Transplante endotelial já é realizado no Monte Sinai

Um profissional do Hospital Monte Sinai já está realizando, entre pouquíssimos deMinas, uma das técnicas mais avançadas de transplante de córnea no mundo. É o transplante endotelial, que, como explica Rafael Mérula, é conhecido pela sigla DMEC, que traduzido do inglês significa a troca apenas de uma parte da córnea, a área mais interna, o endotélio – parte mais nobre da córnea. Esse procedimento permite corrigir só a área afetada, preservando-se o tecido sadio. “O endotélio, responsável por manter a córnea transparente, pode ser afetado por uma série de patologias que fazem a córnea perder a transparência e, com isso levam à perda de visão. Recomenda-se este tipo de transplante especialmente para a Distrofia de Fuchs – doença mais comum do que se imagina – ou a Ceratoplastia Bolhosa, uma complicação pós-cirurgia oftalmológica, dentre elas a catarata, que acomete só o endotélio”.
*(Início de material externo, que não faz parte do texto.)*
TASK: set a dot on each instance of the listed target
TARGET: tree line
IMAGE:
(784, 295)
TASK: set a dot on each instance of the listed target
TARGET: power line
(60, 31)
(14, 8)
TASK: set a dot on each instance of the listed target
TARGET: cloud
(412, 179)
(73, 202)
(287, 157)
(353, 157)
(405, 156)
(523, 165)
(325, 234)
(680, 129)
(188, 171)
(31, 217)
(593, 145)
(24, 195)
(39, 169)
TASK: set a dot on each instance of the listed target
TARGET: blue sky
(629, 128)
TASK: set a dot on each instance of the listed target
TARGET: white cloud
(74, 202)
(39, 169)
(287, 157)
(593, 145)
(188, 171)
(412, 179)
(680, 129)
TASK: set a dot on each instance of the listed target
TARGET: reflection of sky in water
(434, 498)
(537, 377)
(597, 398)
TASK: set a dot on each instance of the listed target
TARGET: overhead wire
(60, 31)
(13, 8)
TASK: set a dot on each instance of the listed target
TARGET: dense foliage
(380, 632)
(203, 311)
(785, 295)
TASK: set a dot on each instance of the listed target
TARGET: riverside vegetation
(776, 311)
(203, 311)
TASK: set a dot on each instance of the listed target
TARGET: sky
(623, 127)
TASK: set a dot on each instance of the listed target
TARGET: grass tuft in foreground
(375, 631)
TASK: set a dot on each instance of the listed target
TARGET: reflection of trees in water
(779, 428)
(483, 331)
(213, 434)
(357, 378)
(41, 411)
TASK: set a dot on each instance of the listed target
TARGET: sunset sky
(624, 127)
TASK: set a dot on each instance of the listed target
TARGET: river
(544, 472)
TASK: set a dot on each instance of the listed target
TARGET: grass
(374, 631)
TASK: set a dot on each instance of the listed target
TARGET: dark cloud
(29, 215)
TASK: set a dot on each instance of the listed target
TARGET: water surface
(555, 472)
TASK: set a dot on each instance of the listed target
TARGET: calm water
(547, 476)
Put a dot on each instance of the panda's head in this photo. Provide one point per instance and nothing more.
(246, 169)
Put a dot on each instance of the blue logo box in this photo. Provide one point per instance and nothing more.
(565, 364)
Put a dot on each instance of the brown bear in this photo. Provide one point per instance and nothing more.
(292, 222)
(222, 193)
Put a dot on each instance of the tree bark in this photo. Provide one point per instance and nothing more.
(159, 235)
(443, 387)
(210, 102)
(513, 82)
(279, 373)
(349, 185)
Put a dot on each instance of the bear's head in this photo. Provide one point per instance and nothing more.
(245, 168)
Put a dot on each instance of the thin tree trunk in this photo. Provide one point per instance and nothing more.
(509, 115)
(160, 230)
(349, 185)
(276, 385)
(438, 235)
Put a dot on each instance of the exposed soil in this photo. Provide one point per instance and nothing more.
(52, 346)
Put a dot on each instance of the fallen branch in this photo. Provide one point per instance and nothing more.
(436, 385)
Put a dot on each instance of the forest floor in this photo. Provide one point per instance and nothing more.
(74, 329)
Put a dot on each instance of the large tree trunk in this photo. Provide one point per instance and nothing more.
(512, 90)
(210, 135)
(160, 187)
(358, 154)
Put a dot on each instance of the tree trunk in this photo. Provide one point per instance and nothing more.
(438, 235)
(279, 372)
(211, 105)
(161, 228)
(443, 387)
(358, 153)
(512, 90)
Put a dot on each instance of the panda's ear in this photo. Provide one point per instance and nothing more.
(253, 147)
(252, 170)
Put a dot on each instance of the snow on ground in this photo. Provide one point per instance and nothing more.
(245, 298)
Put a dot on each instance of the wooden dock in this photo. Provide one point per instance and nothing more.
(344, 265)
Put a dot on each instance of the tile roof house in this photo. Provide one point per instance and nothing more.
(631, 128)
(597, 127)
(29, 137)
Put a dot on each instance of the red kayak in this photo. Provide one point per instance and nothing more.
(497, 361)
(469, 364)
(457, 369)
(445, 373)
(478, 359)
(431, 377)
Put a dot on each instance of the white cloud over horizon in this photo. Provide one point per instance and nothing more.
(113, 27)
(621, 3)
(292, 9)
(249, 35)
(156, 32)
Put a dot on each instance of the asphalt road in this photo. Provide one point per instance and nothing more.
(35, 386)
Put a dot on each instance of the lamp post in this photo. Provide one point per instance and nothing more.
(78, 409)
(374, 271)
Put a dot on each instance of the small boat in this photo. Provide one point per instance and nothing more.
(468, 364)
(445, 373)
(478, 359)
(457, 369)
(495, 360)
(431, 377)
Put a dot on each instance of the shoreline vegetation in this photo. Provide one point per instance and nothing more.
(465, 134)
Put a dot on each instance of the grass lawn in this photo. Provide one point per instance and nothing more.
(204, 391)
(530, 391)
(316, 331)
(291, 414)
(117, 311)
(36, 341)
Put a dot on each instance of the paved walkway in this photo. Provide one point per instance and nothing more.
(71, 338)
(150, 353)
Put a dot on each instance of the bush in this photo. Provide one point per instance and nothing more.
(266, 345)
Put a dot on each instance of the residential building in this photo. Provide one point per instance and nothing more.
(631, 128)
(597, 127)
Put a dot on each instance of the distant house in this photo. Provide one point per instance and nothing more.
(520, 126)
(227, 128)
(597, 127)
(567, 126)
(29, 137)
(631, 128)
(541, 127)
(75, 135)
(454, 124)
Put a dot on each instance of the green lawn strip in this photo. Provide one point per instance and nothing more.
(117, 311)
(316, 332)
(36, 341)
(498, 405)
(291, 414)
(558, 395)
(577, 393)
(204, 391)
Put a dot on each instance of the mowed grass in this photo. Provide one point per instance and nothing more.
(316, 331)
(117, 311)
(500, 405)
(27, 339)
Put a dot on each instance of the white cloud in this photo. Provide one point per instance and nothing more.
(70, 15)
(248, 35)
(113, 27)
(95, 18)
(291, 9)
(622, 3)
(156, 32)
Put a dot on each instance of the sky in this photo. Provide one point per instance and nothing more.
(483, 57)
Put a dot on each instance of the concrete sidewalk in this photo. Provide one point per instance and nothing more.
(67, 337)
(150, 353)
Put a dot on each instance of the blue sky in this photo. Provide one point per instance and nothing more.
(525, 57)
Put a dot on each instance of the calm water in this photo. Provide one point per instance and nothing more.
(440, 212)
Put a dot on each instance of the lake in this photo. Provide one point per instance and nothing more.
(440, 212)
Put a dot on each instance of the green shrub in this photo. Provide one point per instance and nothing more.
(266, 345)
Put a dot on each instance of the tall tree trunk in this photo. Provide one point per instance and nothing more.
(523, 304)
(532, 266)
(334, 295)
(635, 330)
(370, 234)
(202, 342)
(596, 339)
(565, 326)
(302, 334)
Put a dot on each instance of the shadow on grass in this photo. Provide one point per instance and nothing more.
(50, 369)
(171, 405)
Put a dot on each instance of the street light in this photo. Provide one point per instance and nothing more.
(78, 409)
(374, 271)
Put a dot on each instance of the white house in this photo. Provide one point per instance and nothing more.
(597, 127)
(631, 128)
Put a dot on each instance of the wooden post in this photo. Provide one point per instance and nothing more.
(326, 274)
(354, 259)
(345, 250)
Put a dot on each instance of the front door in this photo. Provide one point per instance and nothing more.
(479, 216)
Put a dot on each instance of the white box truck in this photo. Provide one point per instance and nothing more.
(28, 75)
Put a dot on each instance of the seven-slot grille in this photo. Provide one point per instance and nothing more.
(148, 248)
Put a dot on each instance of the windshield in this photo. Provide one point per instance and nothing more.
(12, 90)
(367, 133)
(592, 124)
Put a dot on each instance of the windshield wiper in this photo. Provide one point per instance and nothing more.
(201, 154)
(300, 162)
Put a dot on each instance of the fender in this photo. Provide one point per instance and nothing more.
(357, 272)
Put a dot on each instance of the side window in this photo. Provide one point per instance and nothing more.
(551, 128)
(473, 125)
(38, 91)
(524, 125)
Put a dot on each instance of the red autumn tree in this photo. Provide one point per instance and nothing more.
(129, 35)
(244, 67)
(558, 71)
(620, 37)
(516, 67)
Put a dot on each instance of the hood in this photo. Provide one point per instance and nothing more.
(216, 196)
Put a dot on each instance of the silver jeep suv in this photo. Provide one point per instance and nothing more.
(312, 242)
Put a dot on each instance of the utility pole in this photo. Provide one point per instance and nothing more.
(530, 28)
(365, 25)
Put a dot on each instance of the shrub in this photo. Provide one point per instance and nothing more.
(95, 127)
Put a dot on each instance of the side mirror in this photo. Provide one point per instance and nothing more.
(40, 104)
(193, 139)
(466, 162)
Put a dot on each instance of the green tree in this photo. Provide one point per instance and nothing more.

A técnica não é muito difundida ainda, por que também não é simples de ser feita. É uma cirurgia sem ponto e poucos especialistas no Brasil já a realizam. Mérula, que já fez alguns casos, com sucesso, no Monte Sinai, conta que ela traz grandes vantagens ao paciente. Garante recuperação visual mais rápida, é menos agressiva para o olho, deixando-o menos vermelho, com menor risco de inflamação. O transplante convencional, que ainda responde pela maioria dos procedimentos, é feito com 16 pontos, que são retirados gradativamente, a partir do quarto mês. Requerem uma recuperação mais laboriosa, detalhada, com acompanhamento por um ano, pelo menos. Já o endotelial, tecnicamente é mais difícil, mas tem recuperação pós-cirúrgica mais rápida.

Evolução dos transplantes e queda nas doações

Nos últimos 7 a 10 anos, uma grande evolução nas técnicas cirúrgicas fez os transplantes de córnea passarem por uma revolução histórica. Antes, só havia o tipo penetrante, que troca a córnea inteira. Hoje, se consegue tirar só um segmento da córnea. Já está difundido também o transplante lamerar anterior, que corrige as camadas anteriores da córnea tratando o ceratocone, por exemplo. O Hospital Monte Sinai conta com dois profissionais capazes de realizá-lo.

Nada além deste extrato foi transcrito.